Selon lui la taxe Zucman, est « un repoussoir », une proposition soutenue à gauche et visant à taxer l’équivalent de 2% des patrimoines des ultrariches. « Ça va être un repoussoir pour les nouveaux entrepreneurs », citant notamment le cas de la start-up française Mistral, champion français de l’intelligence artificielle, dont la capitalisation est déjà élevée mais dont les dirigeants ne se payent pas encore en salaire. « Je ne veux pas que la révolution de l’IA échappe à la France », affirme notre prix Nobel. Un ancien prix Nobel d’économie, Joseph Stiglitz, soutenait vigoureusement l’inverse et défendait la nécessité de la taxe Zucman, dénonçant le pouvoir mortifère de l’oligarchie qui s’y opposait. Dans ce contexte de foire à la saucisse fiscale, affiché par la Chambre, il semble néanmoins quelque peu timoré, il ne voit pas (ou ne dit pas ) par exemple que les taxes sur les GAFAM seront refacturées aux PME et aux consommateurs français. Dans son approche de la technologie comme outil de renouvellement économique, Aghion explique que « l’innovation verte » (entendez technologique) est une solution au réchauffement climatique, ce qui n’est pas tout à fait faux, mais révèle combien le Nobel se conforme à la doxa du moment, et l’on voit comment le Nobel récompense les économistes consensuels ; Maurice Allais, ce géant, ne fut pas consensuel et le paya chèrement.

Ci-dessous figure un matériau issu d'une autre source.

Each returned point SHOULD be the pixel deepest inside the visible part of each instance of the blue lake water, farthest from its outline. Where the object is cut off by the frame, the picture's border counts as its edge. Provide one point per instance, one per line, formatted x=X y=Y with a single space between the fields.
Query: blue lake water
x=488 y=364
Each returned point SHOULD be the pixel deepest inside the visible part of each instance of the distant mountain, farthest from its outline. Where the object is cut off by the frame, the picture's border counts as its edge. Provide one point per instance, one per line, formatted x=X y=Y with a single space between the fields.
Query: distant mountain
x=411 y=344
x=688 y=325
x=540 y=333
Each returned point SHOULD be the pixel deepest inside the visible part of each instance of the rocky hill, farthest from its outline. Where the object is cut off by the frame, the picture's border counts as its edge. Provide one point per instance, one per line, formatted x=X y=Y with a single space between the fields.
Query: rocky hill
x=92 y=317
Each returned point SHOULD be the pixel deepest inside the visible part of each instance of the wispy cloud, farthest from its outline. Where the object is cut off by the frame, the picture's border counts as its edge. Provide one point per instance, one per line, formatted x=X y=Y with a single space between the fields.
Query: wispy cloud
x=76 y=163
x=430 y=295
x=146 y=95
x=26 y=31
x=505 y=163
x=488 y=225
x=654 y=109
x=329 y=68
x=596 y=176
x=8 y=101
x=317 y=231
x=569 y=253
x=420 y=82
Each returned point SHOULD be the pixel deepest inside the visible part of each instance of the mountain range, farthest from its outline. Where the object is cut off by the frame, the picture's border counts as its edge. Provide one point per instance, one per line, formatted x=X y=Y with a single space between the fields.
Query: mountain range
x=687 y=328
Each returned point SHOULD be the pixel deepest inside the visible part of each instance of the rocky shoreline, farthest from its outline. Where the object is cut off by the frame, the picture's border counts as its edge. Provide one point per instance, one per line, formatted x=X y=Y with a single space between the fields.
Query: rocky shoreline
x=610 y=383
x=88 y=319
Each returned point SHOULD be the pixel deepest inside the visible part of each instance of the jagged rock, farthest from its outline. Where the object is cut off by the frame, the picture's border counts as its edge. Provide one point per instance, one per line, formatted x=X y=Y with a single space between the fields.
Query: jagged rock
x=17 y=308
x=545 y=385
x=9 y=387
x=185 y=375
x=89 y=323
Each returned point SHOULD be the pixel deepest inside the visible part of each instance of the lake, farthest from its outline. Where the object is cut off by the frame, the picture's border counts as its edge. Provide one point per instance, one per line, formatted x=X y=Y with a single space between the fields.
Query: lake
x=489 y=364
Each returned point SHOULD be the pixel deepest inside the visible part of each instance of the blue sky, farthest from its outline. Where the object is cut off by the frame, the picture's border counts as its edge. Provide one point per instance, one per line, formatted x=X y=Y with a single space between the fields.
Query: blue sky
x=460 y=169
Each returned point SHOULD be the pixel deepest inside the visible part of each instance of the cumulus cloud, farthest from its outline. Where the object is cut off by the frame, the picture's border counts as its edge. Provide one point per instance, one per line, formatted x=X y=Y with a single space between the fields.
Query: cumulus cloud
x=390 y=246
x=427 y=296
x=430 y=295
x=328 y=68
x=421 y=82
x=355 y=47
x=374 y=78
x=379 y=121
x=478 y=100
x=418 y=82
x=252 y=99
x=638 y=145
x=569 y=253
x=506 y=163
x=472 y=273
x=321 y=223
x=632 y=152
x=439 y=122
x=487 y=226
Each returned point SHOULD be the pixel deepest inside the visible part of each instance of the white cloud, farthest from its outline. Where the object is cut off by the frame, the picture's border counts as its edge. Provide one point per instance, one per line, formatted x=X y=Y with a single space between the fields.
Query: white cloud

1 Il me fut donné de me pencher pour une thèse sur les travaux des économistes soviétiques et polonais (1950/1980). Tous utilisaient l’outil mathématique comme moyen quelque peu terroriste pour affirmer le caractère scientifique… du communisme, ou pour le réformer : l’argument d’autorité par les mathématiques !
2 Les nouvelles routes de la servitude (Presses de la Délivrance), principalement aux chapitres III et VIII.
3 Dans son livre : La mondialisation, la destruction des emplois et de la croissance : L’évidence empirique, 1999, éd. Clément Juglar.